徐母哽咽,“今天下午有人来砸摊位,你爸为了护着东西跟他们打起来了,手骨折了我让他在家里休息,没事啊恒恒,你好好学习,家里有爸爸妈妈呢。”
徐恒咬牙,“我找他们去。”
“不准去!”
徐母把菜盛出来刚想说话就听见有人喊加菜,忙扬声应了,“您稍等马上来。”又压低声音跟徐恒说,“你爸已经这样了,你要是再出事还让不让我活了!”
徐恒攥紧拳,看了眼外面喝酒聊天的人。
“我不会让你们再受欺负了。”
“哎倦哥怎么不说话?”张乾给他倒了杯啤酒,自顾碰了杯,“是不是觉得我们这群整天成绩来成绩去的凡夫俗子特别没劲?”

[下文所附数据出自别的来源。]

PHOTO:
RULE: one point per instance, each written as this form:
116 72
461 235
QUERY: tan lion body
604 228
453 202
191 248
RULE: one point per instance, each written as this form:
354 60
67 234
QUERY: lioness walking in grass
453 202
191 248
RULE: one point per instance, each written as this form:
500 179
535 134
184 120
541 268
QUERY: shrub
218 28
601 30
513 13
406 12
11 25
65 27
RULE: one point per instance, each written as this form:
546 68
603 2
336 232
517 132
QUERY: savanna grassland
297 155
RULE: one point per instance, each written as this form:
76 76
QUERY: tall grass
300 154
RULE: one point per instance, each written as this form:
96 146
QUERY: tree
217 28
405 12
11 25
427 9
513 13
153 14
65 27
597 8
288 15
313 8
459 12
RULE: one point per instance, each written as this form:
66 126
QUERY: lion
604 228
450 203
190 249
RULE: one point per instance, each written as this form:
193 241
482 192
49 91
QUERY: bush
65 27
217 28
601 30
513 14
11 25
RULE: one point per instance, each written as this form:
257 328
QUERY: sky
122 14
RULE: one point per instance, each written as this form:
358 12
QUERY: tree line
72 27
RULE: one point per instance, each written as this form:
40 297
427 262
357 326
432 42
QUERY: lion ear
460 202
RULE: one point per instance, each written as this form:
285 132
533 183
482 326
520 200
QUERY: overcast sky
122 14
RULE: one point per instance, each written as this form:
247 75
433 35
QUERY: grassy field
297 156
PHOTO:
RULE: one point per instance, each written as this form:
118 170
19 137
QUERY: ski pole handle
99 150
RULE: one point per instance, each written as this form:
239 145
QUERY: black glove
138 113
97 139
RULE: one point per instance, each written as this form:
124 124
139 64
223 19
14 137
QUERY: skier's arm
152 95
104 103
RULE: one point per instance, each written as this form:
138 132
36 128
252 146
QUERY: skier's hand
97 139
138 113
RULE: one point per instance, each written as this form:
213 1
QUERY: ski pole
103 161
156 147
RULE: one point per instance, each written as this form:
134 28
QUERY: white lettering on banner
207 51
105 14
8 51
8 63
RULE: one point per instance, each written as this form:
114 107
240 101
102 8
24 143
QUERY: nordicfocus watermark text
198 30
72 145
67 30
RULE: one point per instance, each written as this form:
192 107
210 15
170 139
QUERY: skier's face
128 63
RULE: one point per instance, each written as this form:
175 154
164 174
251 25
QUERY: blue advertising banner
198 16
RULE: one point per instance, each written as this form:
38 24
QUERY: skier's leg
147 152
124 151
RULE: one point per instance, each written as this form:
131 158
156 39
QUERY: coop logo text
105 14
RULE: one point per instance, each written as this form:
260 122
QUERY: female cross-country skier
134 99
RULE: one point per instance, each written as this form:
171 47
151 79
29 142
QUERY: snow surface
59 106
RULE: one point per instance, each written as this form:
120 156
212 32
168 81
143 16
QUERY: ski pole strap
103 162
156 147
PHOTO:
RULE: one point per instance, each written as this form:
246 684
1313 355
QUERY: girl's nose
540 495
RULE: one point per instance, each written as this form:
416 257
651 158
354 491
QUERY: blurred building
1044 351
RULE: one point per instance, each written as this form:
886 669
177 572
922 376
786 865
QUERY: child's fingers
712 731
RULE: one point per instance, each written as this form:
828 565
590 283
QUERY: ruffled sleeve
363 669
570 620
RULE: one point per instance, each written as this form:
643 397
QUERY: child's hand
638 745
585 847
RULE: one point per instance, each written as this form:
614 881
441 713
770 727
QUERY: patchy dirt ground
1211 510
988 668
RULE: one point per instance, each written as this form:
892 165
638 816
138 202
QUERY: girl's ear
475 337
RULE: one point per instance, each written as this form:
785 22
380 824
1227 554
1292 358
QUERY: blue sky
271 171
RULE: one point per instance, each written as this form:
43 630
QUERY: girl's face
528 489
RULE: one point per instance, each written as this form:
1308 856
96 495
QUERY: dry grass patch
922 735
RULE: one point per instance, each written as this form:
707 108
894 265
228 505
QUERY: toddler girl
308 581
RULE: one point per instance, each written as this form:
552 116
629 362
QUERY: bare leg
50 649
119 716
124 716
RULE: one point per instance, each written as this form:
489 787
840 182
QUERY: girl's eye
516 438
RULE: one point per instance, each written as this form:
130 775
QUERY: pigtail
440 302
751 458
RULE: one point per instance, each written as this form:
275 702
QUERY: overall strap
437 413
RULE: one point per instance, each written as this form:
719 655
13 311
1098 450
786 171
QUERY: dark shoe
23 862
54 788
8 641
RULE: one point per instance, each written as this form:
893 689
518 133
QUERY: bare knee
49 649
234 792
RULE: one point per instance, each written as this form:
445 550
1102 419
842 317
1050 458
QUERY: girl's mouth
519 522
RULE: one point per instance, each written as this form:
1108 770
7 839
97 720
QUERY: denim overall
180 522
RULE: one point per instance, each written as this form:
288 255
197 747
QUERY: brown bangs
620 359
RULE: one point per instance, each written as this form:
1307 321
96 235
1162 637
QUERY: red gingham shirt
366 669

“没有啊。”童倦除了打架打球之外很少关注别的事情,像是一下子被这些话拉到了充满烟火气的人间。
“我也挺想学习的,就是没什么耐心,不然这第一还有顾松言什么事儿。”
秦英悟靠在椅背上,捏着啤酒杯叹气,“我要是班长这种脑子还愁什么大学,哎班长下个月就要模拟报志愿了,你打算报什么学校啊?”
顾松言捏着杯子,“看情况。”
张乾打着酒嗝,“你班长还需要报什么志愿啊,我昨天看到他在做国外一个大学的卷子,人可能直接保送到国外去了。”
童倦玩杯子的手一顿,他要出国?
他知道顾松言不是池中鱼,早晚有一天要离开江城这个小地方去到更广阔的的地方。
他没有张乾秦英悟他们的焦虑,也没有自己这种对未来的茫然,对他来说人生是可控在掌心里的轨迹。
江城对他来说是困囿。
童倦捏着杯子出神,东西也吃得少。
几人都是学生,酒量浅也不敢多喝,一人一瓶啤酒喝完又聊了一会才各自回家。
“童倦,下车了。”
“啊?哦。”童倦看着自家小别墅呆了一会,不知道怎么从夜市坐上车的,满脑子都是那句保送国外。
“你喝了酒,我看到童叔叔的车停在院子里。”
童倦一拍脑门,完蛋,他忘了这几天童立诚都在家里,放胆喝了酒回来一定会被揍,说不定直接不让他考军校了。
于是拽住顾松言的手。
“我去你家住好不好啊?”
“住我家?”
“我住沙发!绝对不打扰你,我睡觉不磨牙打呼噜你知道的。”
徐采柳把公司当家,只有每周六才会回来一趟,顾松言把钥匙放在玄关柜上让了一道,“进来吧。”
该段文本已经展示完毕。